The members of foo should be aligned in memory to be one after another, assuming your compiler/kernel does not try to provide stack protection for buffer overflow.

So my question is:

How would I iterate over members of a C struct that are of the same type.

Answer 1

    int* tmp = &data->mem1 ;  // explicitly get the address of the first int member

As you say, you have to be careful of alignment and other memory layout issues. You should be fine doing this with ints though.

But I would question how readable this would make your code.

Incidently,

    tmp += ( i * sizeof(foo) ) ;

I do not think that does what you think it does, but I'm not entirely sure what you want it to do. Use ++tmp; if you want to step to the next int member of the same foo object.

Answer 2

From the language point of view: you can't. data members of the struct are not... er.. "iteratible" in C, regardless of whether they are of the same type or of different types.

Use an array instead of a bunch of independent members.

Answer 3

The easiest way would be to create a union, one part which contains each member individually and one part which contains an array. I'm not sure if platform-dependent padding might interfere with the alignment.

Answer 4

You should be able to cast the foo pointer to an int pointer.

A cleaner solution would be to declare foo as follows.

typedef struct
{
    int fooints[ 4 ] ;
} foo ;

Then iterate over the int array.

for ( int i = 0 ; i < 4 ; i++ )
{
    printf( "%d\n" , *( foo->fooints + i ) ) ;
}

You could go on to create member functions to access and/or manipulate the int array.

Answer 5

You can also use an unnamed union/struct:

struct foo {
    union {
        struct {
            int mem1;
            int mem2;
            int mem3;
            int mem4;
        };
        int elements[4];
    };
};

foo thefoo;
for (int i = 0; i < 4; ++i) {
    thefoo.elements[i] = i;
}

This might not work on some compilers, int this case you'll have to explicitily name the union and struct inside foo,

Answer 6

Most of the attempts using a union with an array are prone to failure. They stand a decent chance of working as long as you only use int's, but for other, especially smaller, types, they're likely to fail fairly frequently because the compiler can (and especially with smaller types often will) add padding between members of a struct, but is not allowed to do so with elements of an array).

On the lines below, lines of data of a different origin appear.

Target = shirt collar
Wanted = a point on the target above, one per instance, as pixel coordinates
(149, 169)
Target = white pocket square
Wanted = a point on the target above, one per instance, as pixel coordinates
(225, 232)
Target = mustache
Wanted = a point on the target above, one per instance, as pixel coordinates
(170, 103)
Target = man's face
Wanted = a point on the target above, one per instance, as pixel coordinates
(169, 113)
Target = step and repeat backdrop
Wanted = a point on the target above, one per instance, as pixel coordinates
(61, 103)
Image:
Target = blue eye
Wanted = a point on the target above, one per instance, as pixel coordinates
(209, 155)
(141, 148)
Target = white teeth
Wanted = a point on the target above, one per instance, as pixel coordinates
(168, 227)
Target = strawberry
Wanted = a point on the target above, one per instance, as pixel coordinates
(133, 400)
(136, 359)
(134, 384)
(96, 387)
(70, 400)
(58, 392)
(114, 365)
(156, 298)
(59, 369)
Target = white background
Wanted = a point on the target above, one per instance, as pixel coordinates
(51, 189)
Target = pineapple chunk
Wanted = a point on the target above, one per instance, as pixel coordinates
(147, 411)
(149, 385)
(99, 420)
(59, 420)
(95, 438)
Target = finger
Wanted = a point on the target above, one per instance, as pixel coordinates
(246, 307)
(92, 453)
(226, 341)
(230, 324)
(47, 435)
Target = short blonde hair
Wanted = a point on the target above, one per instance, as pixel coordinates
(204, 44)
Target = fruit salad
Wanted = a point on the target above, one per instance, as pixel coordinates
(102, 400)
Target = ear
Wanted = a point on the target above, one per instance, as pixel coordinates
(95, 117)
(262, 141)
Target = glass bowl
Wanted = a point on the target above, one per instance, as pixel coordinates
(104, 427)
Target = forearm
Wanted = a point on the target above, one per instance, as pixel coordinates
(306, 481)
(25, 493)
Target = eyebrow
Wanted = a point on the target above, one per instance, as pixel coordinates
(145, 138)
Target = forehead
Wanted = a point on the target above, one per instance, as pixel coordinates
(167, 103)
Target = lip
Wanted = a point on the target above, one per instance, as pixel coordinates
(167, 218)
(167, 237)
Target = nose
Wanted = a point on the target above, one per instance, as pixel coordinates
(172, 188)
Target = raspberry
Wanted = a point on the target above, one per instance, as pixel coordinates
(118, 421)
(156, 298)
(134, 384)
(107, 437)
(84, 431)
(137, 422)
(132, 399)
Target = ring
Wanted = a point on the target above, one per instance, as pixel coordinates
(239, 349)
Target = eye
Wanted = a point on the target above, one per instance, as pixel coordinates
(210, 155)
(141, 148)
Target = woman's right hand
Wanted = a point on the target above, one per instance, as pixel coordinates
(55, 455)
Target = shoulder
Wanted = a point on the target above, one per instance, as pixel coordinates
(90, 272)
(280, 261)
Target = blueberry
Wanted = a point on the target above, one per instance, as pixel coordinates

C does, however, have an offsetof() macro that you can use. It yields the offset of an item in a struct, so you can create an array of offsets, then (with a bit of care in casting) you can add that offset to the address of the struct to get the address of the member. The care in casting is because the offset is in bytes, so you need to cast the address of the struct to char *, then add the offset, then cast the result to the type of the member (int in your case).

Answer 7

Here's another approach; I've never had reason to do this, but it has the advantage of not mucking up the struct definition. Create a an array of pointers to the members you're interested in, and then iterate over that array:

typedef struct { int mem1; int mem2; int mem3, int mem4; } foo;
...
foo theStruct;
int *structMembers[4] = { &theStruct.mem1, &theStruct.mem2, 
                          &theStruct.mem3, &theStruct.mem4};
...
for (i = 0; i < 4; i++)
{
  printf("%d\n", *structMembers[i]);
}

This way you don't have to worry about alignment issues biting you, and you can arbitrarily order how you want to iterate over the members (e.g., you could order it so the walk is "mem4, mem3, mem2, mem1").